これまで同局の多チャンネルサービスを視聴するにはアンテナやチューナーが必要であったのが、それが不要になった。CS放送のアンテナは決して安価ではない。さらに南南西の方角にビルなどがあれば視聴は不可能であり、安全性の問題からアンテナの取り付けを禁止しているマンションなどもある。
こうした様々な障害を、オンデマンドサービスは取り払って見せた。このサービスの誕生により視聴環境的な敷居は圧倒的に低くなり、また外出先で視聴するなどその楽しみ方は抜群に広がったのだ。
しかし、そうしたオンデマンドを「サービス」として提供するのであれば、やはり『スカパー!』はサーバーを強化する義務があっただろう。
「スカパー!オンデマンド」のサービス紹介ページには以下のような記述がある。
インターネットを利用したサービスなのでアンテナ不要! 即視聴!
スカパー!オンデマンドは、インターネットを利用した動画配信サービスです。
アンテナ不要で、どなたでもご視聴いただけます。
ここにあるように、「スカパー!オンデマンド」ではアンテナ不要で見られることをサービスの価値としてアピールしているからだ。
それでいて「年間およそ6,000試合をLIVE配信!」と謳いながらもそれに耐えられるだけのサーバーを用意していないのでは、ユーザーから厳しい意見が寄せられても仕方がない。
であるならば、そんなサービスは提供しないでほしいものだ。中途半端に期待だけを持たせ、その結果「サーバーが耐えられませんでした」では当然納得できるはずもない。
リーガルかイリーガルかは一旦置いておくとして、今日ではインターネットを使用すれば世界中のサッカーを無料で見ることができる。
では、そうした時代になぜ私たちは衛星放送にお金を払うのだろうか?それは、「上質なサービスが安定的に供給される環境を手にする」という側面が大きのではないだろうか。
一昔前であれば、私たちはサッカーの「中継」自体に衛星放送を契約していた。なぜならば、衛星放送でしか海外のサッカーを見る手段がなくなったからだ。

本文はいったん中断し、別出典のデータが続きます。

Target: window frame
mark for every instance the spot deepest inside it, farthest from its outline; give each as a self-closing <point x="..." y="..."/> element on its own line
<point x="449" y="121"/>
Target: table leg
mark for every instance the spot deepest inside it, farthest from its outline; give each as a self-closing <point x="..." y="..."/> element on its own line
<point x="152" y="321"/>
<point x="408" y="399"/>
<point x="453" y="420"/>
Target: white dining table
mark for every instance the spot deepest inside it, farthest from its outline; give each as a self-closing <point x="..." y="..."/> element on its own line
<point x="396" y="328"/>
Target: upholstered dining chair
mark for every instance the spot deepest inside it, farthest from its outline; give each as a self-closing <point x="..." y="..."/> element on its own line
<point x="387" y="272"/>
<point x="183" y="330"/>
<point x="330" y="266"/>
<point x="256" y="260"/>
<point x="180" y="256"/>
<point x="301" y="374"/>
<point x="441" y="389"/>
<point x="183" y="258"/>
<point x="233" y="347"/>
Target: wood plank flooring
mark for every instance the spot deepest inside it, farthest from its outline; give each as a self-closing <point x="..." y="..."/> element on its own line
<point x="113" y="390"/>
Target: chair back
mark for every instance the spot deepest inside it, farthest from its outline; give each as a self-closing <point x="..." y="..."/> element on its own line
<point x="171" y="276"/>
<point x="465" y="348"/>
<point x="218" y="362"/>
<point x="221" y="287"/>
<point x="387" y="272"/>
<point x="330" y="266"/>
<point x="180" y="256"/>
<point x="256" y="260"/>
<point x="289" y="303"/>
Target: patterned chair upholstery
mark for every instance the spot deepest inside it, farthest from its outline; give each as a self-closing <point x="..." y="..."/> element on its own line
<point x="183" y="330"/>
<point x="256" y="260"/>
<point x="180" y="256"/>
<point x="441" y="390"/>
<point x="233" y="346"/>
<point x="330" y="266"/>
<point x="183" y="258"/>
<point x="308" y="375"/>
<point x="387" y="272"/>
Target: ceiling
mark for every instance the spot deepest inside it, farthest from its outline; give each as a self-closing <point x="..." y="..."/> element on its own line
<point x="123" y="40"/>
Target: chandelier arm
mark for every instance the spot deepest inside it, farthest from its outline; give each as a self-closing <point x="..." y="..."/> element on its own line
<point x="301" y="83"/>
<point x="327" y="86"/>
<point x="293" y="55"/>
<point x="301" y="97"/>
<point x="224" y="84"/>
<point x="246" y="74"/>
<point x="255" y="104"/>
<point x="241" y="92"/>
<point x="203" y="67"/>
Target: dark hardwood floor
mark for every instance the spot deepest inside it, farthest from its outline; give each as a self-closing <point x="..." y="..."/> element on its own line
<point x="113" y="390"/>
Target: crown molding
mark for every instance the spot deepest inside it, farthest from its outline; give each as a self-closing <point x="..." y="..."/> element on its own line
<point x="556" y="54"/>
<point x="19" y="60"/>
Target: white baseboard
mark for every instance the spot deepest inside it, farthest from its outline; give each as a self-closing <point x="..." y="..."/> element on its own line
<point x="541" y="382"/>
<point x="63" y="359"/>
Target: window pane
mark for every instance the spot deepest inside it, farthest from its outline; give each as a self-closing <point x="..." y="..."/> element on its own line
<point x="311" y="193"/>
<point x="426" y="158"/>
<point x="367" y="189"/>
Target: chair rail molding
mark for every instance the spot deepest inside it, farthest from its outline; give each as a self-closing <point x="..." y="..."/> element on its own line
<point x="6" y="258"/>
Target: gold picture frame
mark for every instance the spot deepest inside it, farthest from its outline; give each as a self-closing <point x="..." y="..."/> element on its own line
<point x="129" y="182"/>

しかしネット環境が整備された現在、衛星放送以外でも海外のサッカーを見ることができるようになった(繰り返すがイリーガルな可能性もある)。
そうした時代において衛星放送局に期待される要素は「画質」や「実況、解説を含めた中継」といった“質”の部分と、「確実に放送を届けてくれるという環境」という“インフラ”の部分に他ならない。
視聴料との対価でオンデマンドサービスを配信している以上、今後はこのようなことが二度とないようにしてもらいたい。